March is Women’s History Month, a time to honor women’s contributions in American history, as well as an opportunity to reflect on progress made toward gender equity.
Patricia Ann Ford made history in her 31 active years with SEIU. In the early 70s, as a 24-year-old rank & file clerical hospital worker in her native Oakland, CA, she helped lead a successful effort that gave birth to SEIU Local 616. Five years later, she became that local’s first African American woman to be elected president.
Ford went on to become the first African American, as well as the second woman, to hold SEIU international office — elected Executive Vice President of SEIU in 1996. It was in this capacity that she authored several resolutions that laid the foundation for SEIU’s social justice program, as well as strengthened SEIU-led civil and human rights caucuses tackling such issues as immigrant rights and driving while black and brown.
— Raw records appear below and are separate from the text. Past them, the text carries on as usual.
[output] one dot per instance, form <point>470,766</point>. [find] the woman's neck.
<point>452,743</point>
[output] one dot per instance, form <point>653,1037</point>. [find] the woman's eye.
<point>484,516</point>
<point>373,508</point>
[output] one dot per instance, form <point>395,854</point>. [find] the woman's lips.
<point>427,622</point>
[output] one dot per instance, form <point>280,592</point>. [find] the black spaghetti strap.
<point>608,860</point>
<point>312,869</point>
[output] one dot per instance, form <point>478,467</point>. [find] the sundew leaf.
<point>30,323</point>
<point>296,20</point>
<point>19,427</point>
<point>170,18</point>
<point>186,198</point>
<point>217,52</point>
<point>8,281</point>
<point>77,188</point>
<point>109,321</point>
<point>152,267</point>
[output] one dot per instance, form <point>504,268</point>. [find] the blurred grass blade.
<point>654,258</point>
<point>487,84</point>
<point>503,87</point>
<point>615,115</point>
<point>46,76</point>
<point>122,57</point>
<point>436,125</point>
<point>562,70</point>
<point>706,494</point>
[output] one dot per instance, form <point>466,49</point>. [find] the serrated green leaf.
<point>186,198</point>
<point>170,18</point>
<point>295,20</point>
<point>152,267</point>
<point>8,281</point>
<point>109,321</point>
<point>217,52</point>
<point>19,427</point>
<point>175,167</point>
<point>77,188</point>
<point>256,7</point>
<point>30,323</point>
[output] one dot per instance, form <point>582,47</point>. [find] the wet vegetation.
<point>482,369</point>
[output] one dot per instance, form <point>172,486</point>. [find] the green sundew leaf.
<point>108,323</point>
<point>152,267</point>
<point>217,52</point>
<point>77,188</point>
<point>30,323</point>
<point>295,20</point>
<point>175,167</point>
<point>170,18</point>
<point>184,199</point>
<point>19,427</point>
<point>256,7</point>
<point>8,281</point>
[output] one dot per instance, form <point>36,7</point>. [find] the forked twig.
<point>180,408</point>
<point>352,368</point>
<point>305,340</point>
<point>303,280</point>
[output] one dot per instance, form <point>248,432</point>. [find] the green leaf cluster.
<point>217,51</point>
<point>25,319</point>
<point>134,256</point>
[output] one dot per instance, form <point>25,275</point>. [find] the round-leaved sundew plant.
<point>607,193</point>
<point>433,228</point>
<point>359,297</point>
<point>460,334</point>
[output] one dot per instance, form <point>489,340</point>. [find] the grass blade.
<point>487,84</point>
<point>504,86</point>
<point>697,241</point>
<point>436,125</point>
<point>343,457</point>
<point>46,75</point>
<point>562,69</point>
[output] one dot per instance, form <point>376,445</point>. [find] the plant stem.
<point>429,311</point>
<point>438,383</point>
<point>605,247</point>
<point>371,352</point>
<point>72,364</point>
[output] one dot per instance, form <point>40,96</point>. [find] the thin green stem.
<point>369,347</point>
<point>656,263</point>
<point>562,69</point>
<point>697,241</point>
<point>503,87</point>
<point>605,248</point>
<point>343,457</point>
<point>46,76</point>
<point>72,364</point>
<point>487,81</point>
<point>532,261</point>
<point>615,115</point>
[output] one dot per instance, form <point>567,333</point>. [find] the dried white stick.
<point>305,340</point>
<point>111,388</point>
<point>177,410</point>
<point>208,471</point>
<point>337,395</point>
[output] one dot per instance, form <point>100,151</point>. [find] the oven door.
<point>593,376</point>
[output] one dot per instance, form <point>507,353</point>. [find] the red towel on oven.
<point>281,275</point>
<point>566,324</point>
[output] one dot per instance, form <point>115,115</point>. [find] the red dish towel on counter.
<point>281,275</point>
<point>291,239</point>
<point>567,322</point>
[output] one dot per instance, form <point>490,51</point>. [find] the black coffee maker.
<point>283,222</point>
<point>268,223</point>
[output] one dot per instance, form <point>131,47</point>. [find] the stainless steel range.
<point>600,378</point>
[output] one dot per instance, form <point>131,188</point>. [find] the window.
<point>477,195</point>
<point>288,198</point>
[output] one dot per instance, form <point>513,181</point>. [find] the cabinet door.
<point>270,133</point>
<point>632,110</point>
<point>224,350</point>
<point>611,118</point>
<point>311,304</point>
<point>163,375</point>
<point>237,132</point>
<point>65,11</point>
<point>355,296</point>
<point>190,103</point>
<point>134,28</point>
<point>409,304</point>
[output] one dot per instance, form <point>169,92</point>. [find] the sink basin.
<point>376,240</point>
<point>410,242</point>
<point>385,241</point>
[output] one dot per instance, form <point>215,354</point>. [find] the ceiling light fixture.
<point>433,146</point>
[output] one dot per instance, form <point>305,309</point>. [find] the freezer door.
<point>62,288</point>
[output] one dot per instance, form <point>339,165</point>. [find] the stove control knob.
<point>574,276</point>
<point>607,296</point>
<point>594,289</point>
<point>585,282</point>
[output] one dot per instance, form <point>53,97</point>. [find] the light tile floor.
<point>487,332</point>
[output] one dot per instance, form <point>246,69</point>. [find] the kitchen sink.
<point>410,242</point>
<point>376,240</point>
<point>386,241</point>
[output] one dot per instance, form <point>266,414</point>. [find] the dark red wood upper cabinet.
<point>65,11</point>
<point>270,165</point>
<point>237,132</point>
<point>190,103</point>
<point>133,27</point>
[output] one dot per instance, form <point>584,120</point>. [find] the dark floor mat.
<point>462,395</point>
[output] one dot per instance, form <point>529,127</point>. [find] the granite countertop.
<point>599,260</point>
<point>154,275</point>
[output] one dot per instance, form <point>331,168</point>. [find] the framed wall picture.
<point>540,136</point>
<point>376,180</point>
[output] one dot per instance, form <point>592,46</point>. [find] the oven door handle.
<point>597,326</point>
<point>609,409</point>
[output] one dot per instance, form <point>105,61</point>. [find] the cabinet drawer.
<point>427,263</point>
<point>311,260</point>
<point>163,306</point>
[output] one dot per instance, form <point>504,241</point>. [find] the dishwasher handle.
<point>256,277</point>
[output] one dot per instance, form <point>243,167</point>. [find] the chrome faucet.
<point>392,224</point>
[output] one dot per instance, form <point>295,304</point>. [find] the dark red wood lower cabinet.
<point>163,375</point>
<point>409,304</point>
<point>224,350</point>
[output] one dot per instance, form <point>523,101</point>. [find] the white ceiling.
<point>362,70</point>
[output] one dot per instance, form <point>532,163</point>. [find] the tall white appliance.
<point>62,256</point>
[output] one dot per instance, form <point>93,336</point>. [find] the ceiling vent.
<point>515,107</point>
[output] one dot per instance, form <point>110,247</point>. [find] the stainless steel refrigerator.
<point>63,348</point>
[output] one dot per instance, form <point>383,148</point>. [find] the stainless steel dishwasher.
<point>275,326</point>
And it was in this key role that she called for the redoubling of SEIU’s fight for social and economic justice, repeatedly.
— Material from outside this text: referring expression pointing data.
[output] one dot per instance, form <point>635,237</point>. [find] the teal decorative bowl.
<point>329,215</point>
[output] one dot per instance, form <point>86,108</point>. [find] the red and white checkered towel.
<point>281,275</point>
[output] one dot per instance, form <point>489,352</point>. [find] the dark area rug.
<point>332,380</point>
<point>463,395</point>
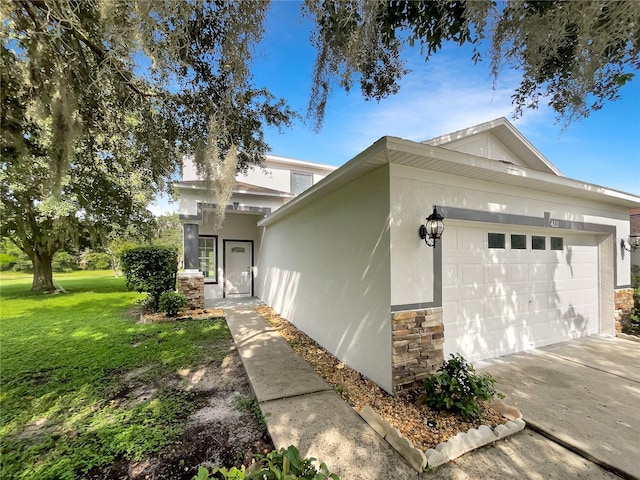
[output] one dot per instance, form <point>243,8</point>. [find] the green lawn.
<point>64,406</point>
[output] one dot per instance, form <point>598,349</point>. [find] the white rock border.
<point>454,447</point>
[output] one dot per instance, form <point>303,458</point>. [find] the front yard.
<point>89,392</point>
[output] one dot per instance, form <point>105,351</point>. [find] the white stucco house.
<point>528,257</point>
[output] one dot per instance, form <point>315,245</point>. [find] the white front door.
<point>238,273</point>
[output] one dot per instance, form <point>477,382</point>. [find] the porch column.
<point>190,241</point>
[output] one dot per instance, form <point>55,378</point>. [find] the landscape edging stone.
<point>461,443</point>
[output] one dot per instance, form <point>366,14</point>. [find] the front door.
<point>238,274</point>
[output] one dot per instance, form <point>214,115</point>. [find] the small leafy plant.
<point>282,464</point>
<point>456,387</point>
<point>172,302</point>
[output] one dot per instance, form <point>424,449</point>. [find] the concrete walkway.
<point>584,394</point>
<point>557,392</point>
<point>301,409</point>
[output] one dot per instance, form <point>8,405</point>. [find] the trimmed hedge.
<point>152,270</point>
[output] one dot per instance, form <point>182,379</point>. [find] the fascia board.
<point>512,174</point>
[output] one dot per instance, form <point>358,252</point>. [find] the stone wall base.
<point>623,305</point>
<point>417,340</point>
<point>191,285</point>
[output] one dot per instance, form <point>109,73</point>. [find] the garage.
<point>507,288</point>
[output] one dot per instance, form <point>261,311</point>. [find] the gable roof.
<point>393,150</point>
<point>496,140</point>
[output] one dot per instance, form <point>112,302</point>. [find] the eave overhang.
<point>397,151</point>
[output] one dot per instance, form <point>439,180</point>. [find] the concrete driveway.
<point>585,394</point>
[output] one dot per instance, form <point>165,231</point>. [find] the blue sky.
<point>446,94</point>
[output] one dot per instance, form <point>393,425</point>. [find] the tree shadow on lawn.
<point>67,403</point>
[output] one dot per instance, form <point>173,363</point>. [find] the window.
<point>538,242</point>
<point>496,240</point>
<point>518,242</point>
<point>557,243</point>
<point>300,182</point>
<point>208,258</point>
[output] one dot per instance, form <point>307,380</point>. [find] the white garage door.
<point>510,289</point>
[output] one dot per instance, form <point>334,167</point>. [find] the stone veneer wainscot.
<point>417,340</point>
<point>623,304</point>
<point>191,285</point>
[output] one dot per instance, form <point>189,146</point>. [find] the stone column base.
<point>417,340</point>
<point>191,285</point>
<point>623,305</point>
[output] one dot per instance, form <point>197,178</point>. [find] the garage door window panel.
<point>518,242</point>
<point>496,240</point>
<point>557,243</point>
<point>538,242</point>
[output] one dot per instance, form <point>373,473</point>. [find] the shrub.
<point>96,261</point>
<point>457,388</point>
<point>150,269</point>
<point>278,464</point>
<point>171,303</point>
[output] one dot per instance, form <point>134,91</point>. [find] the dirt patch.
<point>225,431</point>
<point>417,422</point>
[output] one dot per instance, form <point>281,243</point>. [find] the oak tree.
<point>99,101</point>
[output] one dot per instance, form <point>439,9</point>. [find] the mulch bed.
<point>406,412</point>
<point>193,314</point>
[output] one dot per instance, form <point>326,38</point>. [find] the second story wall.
<point>279,173</point>
<point>286,175</point>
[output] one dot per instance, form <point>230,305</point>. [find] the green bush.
<point>457,388</point>
<point>283,464</point>
<point>96,261</point>
<point>171,303</point>
<point>150,269</point>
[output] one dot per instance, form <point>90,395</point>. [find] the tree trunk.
<point>42,272</point>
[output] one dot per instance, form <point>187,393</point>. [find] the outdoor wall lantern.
<point>433,229</point>
<point>634,242</point>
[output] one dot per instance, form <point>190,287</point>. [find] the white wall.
<point>189,199</point>
<point>415,191</point>
<point>237,226</point>
<point>326,269</point>
<point>277,175</point>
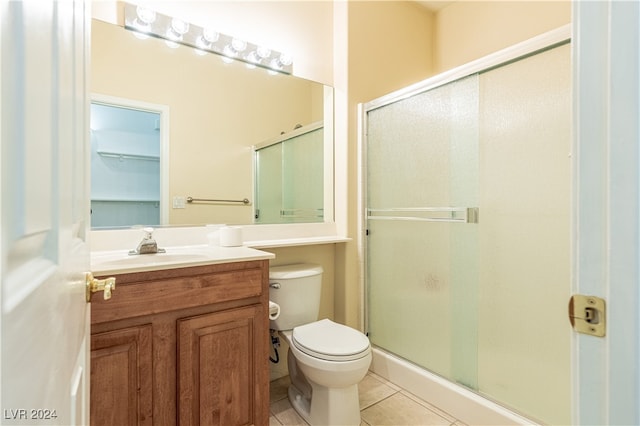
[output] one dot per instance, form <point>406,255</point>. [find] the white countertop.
<point>112,262</point>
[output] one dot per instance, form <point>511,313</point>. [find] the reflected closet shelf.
<point>123,156</point>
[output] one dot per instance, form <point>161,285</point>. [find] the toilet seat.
<point>330,341</point>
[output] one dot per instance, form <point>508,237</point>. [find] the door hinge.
<point>588,314</point>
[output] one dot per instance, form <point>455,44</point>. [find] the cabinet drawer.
<point>148,293</point>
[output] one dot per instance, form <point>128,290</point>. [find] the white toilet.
<point>326,360</point>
“As I have said before, fighting for social justice must be a union priority,” she stressed in her 2004 SEIU Convention farewell speech. “We cannot improve the lives of our members at work if we ignore the problems they face at home, in their communities and abroad. Many of us have struggled against injustice and discrimination that was based on the color of our skin, or where we came from, or who we love and marry, or our legal status.”
For three extraordinary decades, Ford was a union activist, an organizer, a negotiator, a leader – but always as an advocate for working people.